Trump recently found himself trying to explain away that relationship with tales of how they had a falling out years ago. But his response only raised more questions.
In his telling, Trump parted ways with Epstein after a dispute over Mar-a-Lago employees:
“[Epstein] stole people that worked for me. I said, ‘Don’t ever do that again.’ He did it again, and I threw him out of the place, persona non-grata. I threw him out, and that was it.”
But, as CNN noted (italics in original), that was hardly it:
Trump casting Epstein as merely having stolen employees—even young women from the spa—would be a pretty shocking way to characterize recruiting someone into a sex-trafficking ring.
The whole thing certainly adds to questions about what Trump knew and when about Epstein’s activities.

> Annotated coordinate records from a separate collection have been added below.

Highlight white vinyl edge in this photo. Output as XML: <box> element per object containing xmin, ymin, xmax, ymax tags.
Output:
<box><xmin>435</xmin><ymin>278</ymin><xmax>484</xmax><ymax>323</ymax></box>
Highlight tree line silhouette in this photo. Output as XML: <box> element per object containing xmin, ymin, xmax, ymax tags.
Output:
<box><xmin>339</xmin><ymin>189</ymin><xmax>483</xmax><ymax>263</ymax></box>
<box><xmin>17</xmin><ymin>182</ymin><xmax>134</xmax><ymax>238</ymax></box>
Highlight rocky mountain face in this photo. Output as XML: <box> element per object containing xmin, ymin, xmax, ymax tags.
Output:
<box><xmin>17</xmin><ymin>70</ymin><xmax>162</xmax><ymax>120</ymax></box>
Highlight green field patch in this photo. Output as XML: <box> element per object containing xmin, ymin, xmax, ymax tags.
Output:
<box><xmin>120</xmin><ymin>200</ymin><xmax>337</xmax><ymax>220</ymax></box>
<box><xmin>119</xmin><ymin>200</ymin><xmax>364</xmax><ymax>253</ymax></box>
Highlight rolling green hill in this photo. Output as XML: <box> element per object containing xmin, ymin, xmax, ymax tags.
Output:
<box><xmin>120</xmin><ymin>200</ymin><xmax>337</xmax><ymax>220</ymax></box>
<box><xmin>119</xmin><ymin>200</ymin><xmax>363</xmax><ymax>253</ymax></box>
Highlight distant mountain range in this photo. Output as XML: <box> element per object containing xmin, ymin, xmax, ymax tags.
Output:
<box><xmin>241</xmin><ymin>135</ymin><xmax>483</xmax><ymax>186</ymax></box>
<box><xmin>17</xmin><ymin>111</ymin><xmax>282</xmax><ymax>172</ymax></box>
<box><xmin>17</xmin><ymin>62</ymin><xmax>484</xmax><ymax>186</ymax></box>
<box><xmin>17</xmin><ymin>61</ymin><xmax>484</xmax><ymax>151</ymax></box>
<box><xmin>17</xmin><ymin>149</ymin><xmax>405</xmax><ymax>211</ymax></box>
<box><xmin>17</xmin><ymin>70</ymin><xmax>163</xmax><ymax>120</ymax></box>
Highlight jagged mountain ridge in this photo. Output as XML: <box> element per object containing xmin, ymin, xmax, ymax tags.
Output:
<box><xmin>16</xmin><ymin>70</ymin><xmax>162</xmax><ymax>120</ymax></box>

Releasing the Epstein files would answer these questions. But they would also document the entanglement between the two men, putting the lie to one of the more salient conspiracy stories Trump has been using to rile his base and use their anger for his political benefit. How can he be the savior in this story if he is a participant?
The cost of exposing the lie at the heart of Trump’s claims is enormous. That may be why he has tried to rebrand the Epstein affair as a hoax cooked up by those same elite liberals who supposedly were being protected by the “deep state” in the first place.
Seriously.
As ABC News explained, Trump is demanding that MAGA accept the Epstein affair as a liberal concoction designed to make him look bad:
“Their new SCAM is what we will forever call the Jeffrey Epstein Hoax, and my PAST supporters have bought into this ‘b------,’ hook, line, and sinker,” Trump wrote on his own conservative social media platform.
“Let these weaklings continue forward and do the Democrats [sic] work, don't even think about talking of our incredible and unprecedented success, because I don't want their support anymore!” Trump added.
I struggle with the logic here. Maybe: the nefarious liberals whose identities I promised to reveal when I returned to power were actually the ones perpetrating a hoax by creating fake files that would embarrass me if I revealed them?
Or something.
Trump essentially commanded his base to stop believing everything he had been telling them about Epstein for years and accept this newly invented story as their forever reality.
It has a certain 1984 vibe to it. We have always been at war with Eastasia.
One thing that’s undeniable is Trump’s recalcitrance is making him look bad, to MAGA in part but certainly to the rest of the country.
The longer he goes without releasing the files, the more guilty he seems. But he can’t avoid the damage that will befall him if he does the easy and obvious thing without the truth blowing up the conspiracy at the heart of his success.
How do you tell your supporters that the people around Epstein should be the target of their wrath when you in fact are one of them?